On aurait pu imaginer que le dixième ouvrage de Chuck Palahniuk serait celui de la maturité, qu’il était temps pour l’auteur culte de « Fight Club » d’offrir un texte qui le concrétiserait comme un incontournable, qui lui apporterait enfin la reconnaissance et le respect de ses pairs. Que nenni, « Peste » a tout du premier roman : fougue, difficultés à se focaliser, insertions multiples de réflexions sociales, vulgarité, goût pour la provocation… une sorte de mix entre la violence de « Crash » de David Cronenberg, la noirceur des nouvelles d’anticipation de HP Lovecraft, et l’univers propre, gorgé de freaks issus de l’Amérique profonde, de l’auteur.
« Peste » est donc un roman, originellement intitulé « Rant – An oral biography of Buster Casey » qui traite d’une épidémie de rage lancée par un yankee aux pratiques suspectes dans une Amérique où la population a été scindé en deux, non pas selon des limites géographiques mais selon des zones temporelles (les diurnes vs les nocturnes). La première réaction serait de s’interroger sur le comment du pourquoi d’une telle traduction du titre, mais la traduction a ses codes que seule une poignée d’initiés peut décrypter.
Comme l’indique le titre américain, l’histoire de « Peste » se dévoile autour d’interviews et d’interventions de plusieurs protagonistes ayant connu de près ou de loin Rant Casey. De part sa construction narrative, « Peste » est donc palpitant en soi. Plein de faux semblants, d’informations lâchées au compte-goutte, empli des rumeurs répandues par l’inconscient collectif, Chuck Palahniuk n’y impose aucune vérité sur son personnage. Il fait juste de « Peste » un puissant melting-pot mélangeant ses idées du moment avec ses combats du passé, le tout dans un roman de science-fiction.
Pour apprécier à sa juste valeur les romans de Chuck Palahniuk, il faut avoir lu « Le festival de la couille et autres histoires vraies », texte passionnant où l’auteur explicite combien la majorité des folies de ses livres ne viennent pas de son imagination mais de ses expériences et de ses rencontres. Ainsi on réalise que derrière chaque idée tordue de « Peste » se cache une anecdote, un fait divers ou encore un obscur ouvrage scientifique. Les thématiques sont multiples et chaque chapitre est capable de lancer le lecteur sur une nouvelle piste : Le « Crashing » est une autre manifestation des combats de « Fight Club », les participants y recherchant les mêmes effets ; l’explicitation de la manière dont les croyances imposées aux enfants contre récompense (le Père Noël, le Lapin de Pacques, la Petite Souris…) débouche sur la manière dont se développe la confiance dans l’économie ; les transcriptions neuronales sont une métaphore des plus justes de la culture du divertissement ; les réflexions sur le système de circulation automobile en disent long sur le fonctionnement de la société… Enfin « Peste » aborde la notion d’espace liminal et des voyages dans le temps d’une manière violente et inédite.

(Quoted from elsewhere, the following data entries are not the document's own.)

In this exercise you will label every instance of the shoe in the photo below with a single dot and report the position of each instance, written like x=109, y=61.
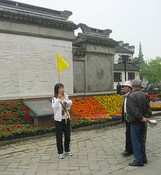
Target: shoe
x=68, y=153
x=125, y=153
x=136, y=164
x=61, y=156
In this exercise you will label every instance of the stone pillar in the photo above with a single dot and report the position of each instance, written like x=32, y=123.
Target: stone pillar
x=97, y=50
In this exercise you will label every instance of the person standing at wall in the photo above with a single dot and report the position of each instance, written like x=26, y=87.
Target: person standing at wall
x=118, y=88
x=61, y=104
x=137, y=108
x=127, y=86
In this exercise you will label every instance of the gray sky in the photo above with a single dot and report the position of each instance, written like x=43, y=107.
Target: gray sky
x=132, y=21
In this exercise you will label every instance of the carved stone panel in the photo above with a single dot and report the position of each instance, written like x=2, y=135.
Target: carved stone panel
x=79, y=76
x=99, y=73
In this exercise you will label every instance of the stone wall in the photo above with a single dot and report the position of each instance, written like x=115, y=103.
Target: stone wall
x=30, y=38
x=28, y=66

Oui, nous passerons sûrement pour des êtres sous-développés lorsque la jeunesse du futur étudiera en cours la géographie du temps.
Aussi engagé que « Fight Club » dans sa critique de l’Amérique, aussi sale que « Monstres Invisibles » dans ses descriptions scato-sexuelles, aussi déjanté que « Survivant » dans son approche des personnages et de leur transformation en mythe, aussi mystique que « Berceuse » dans son approche fantastique, « Peste » est clairement typique du style de Chuck Palahniuk. « Peste » n’aurait pu être, malgré son esprit de rébellion intact, qu’une blague de sale gosse de plus, mais au final, il s’agit d’un pur roman de SF qui laisse peut être un goût d’inachevé, mais qui recèle d’idées à méditer.